“A nightmare of vulnerability”

Mother Jones recently featured the saga of Felix Garcia, a man who is deaf  serving a life sentence in prison for a robbery-murder for which his own brother now admits to have committed.

Empty Jail Cell
Prison and people with disabilities

Garcia has lived in a northern Florida prison since he was 19. He has been raped and brutalized. His four fellow inmates who are deaf have attempted suicide. Last year, he tried to hang himself.

Garcia’s experience reflect that of many of inmates with disabilities, in what David Fathi, head of the American Civil Liberties Union’s National Prison Project  called “a nightmare of vulnerability, abuse, and exclusion from the most basic prison programs and services.”

In 1984, Garcia was convicted of first-degree murder and sentenced to a concurrent 99 years for armed robbery in a maximum-security lockup prison.

He lagged in the prison until he was found by at Pat Bliss, a 69-year-old paralegal who has been working on his case for 15 years.

After years of research by Bliss and a variety of legal motions, Garcia’s brother admitted in 2003 that he set up Garcia, who says he was at home eating pizza with his mother at the time of the murder. However, the case was later dismissed and Garcia remains in the prison. He is not eligible for parole until 2024.

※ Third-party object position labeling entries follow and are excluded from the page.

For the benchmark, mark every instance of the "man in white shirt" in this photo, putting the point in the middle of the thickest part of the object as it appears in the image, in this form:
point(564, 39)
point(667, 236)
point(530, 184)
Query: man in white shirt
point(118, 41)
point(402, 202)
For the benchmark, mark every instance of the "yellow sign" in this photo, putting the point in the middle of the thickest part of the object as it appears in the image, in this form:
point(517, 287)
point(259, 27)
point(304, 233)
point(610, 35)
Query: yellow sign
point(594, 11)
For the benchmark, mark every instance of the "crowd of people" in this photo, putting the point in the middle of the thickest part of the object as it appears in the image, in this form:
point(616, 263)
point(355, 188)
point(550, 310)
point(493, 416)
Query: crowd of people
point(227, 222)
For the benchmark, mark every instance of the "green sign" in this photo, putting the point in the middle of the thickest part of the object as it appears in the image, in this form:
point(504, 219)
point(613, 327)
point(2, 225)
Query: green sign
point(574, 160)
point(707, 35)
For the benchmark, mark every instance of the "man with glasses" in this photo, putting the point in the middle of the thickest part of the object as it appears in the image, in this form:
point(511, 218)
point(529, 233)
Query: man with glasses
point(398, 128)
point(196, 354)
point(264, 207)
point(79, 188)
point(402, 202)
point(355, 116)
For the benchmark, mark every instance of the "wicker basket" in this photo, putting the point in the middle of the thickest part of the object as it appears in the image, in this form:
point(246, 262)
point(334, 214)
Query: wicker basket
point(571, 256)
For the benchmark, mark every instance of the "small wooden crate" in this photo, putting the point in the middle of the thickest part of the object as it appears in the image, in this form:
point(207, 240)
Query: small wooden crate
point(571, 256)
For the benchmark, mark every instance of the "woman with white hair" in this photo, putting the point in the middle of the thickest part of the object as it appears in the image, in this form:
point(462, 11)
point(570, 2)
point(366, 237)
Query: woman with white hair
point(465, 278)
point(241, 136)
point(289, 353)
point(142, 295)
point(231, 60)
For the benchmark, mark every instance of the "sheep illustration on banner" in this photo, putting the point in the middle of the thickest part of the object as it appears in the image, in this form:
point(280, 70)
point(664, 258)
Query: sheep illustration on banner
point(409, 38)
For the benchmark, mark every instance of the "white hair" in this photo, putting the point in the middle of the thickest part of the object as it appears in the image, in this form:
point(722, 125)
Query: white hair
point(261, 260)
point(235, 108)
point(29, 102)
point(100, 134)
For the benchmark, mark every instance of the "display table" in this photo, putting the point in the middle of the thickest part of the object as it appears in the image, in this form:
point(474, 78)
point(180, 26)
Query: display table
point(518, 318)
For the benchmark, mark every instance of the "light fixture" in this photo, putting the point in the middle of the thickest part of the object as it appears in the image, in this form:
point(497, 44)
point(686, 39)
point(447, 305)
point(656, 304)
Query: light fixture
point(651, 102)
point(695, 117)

When Garcia was arrested, he was unaware that he was read his Miranda rights. His hearing aid didn’t work at the trial. He tried to read lips, but the prosecutor often faced away from him.

If the trial had happened later, it may have been overturned due to Americans with Disabilities Act violations requiring the criminal justice steps to take “reasonable steps” to accommodate people with disabilities. But for many defendants who are deaf, this promise has fallen drastically short.

“Deaf people have a hard time when they are thrown into the criminal-justice system,” says MacKay Vernon, a psychologist and authority on the deaf who is familiar with the details of Felix’s situation. “The courts—judges, prosecutors, defense lawyers—just don’t understand what they’re up against. Turning up the sound system doesn’t mean the defendant better understands what’s going on.”